Fentanyl Intranasal for Retinopathy of Prematurity Screening in Preterm Infants

NCT ID: NCT07112430

Last Updated: 2025-08-08

Basic Information

• Recruitment Status: NOT_YET_RECRUITING
• Clinical Phase: PHASE1/PHASE2
• Total Enrollment: 50 participants
• Study Classification: INTERVENTIONAL
• Study Start Date: 2025-10-01
• Study Completion Date: 2027-05-01

Brief Summary

This single-center, double-blinded, randomized controlled trial aims to evaluate the efficacy and safety of intranasal fentanyl (INF) for reducing pain during retinopathy of prematurity (ROP) screening in preterm infants. The trial will enroll preterm neonates (≤32 weeks gestation) requiring ROP screening and randomize them to receive either intranasal fentanyl (2 mcg/kg) or a placebo (normal saline) 5-10 minutes prior to the procedure. The primary outcome is pain intensity measured using the Premature Infant Pain Profile-Revised (PIPP-R) at 30 seconds after speculum insertion. Secondary outcomes include physiological (heart rate, oxygen saturation), behavioral (crying time), and recovery indicators, along with adverse events and need for rescue dosing. This study addresses a critical gap in evidence by exploring a non-invasive pharmacologic intervention for procedural pain in the neonatal intensive care unit (NICU) setting. The findings may inform future practice and guidelines for neonatal pain management.

Detailed Description

This double-blinded, randomized controlled trial will evaluate the effectiveness and safety of intranasal fentanyl (INF) in reducing procedural pain associated with retinopathy of prematurity (ROP) screening in preterm infants. ROP screening is a necessary but painful procedure routinely performed in neonatal intensive care units (NICUs), and there remains a lack of consistent and effective pharmacological strategies for managing associated pain, particularly in preterm infants.

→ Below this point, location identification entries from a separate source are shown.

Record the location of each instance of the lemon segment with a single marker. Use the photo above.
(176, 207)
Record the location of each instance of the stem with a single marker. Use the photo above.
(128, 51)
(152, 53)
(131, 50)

Eligible participants will include preterm infants born at or before 32 weeks gestation and scheduled for their first ROP exam. Infants with congenital anomalies, hemodynamic instability, or contraindications to fentanyl will be excluded. Participants will be randomized in a 1:1 ratio to receive either intranasal fentanyl (2 mcg/kg) or an equivalent volume of intranasal saline placebo. Randomization will be stratified by gestational age (<28 weeks vs. ≥28 weeks) to ensure balance between treatment arms.

The intervention will be administered 5-10 minutes prior to the ROP screening using a mucosal atomization device to optimize nasal absorption and bioavailability. Non-pharmacological comfort measures such as swaddling and non-nutritive sucking will be applied uniformly to all participants as standard of care. The ROP examination will be performed by a pediatric ophthalmologist using a standardized protocol including use of a speculum and scleral depression.

The primary outcome is pain intensity as measured by the Premature Infant Pain Profile-Revised (PIPP-R) at 30 seconds after speculum insertion. Secondary outcomes include additional PIPP-R scores at subsequent timepoints (e.g., speculum removal), changes in physiological parameters (heart rate, oxygen saturation), crying time, pain recovery trajectory, and the occurrence of any adverse events such as respiratory depression, apnea, or need for rescue dosing.

Vital signs and continuous cardiorespiratory monitoring will be conducted before, during, and after the procedure to identify any immediate adverse effects. Pain scoring will be conducted by trained, blinded assessors who are not involved in administering the intervention or performing the ROP exam.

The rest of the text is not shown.